MARTIN – And isn’t it possible to invent such a device that there should be no need for the washing at all?
KNIGHT – Sure, it’s possible.
SONA (looking tenderly at her husband) – How much would I like to go somewhere together with you and walk around…
KNIGHT – Therefore, Mrs. Sona, you must first reject walls. The man is born in freedom, so he should live….
GRANDPA – (ironically smiling). Freedom… What do you know about freedom at all? Naive you are…

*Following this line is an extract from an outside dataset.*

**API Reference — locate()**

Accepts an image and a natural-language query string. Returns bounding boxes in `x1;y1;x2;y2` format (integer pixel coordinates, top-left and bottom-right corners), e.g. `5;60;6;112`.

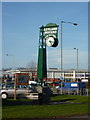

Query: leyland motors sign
43;23;58;47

KNIGHT – We know it, grandpa. Don’t underestimate our generation. We’ve come to replace you. To bring fresh breath, new ideas and new sprouts.
GRANDPA –Fresh breath, new ideas… Nice words. It’s up to you. Do as you like it!
Grandpa stands up, slowly goes to the wall, takes the flowers, kisses the wall and goes out. Everybody silently watches him.
MARTIN – We broke his heart.
SONA – I’ll give him heart drops.
MARTIN – No need. His pain is in another place.
MARIA – I love my grandpa very much. I won’t let his heart break. When he sees us everybody happy he’ll breathe a sigh of relief.
KNIGHT – Yeah, he’ll get rid of the burden he’s been suffering from so many years.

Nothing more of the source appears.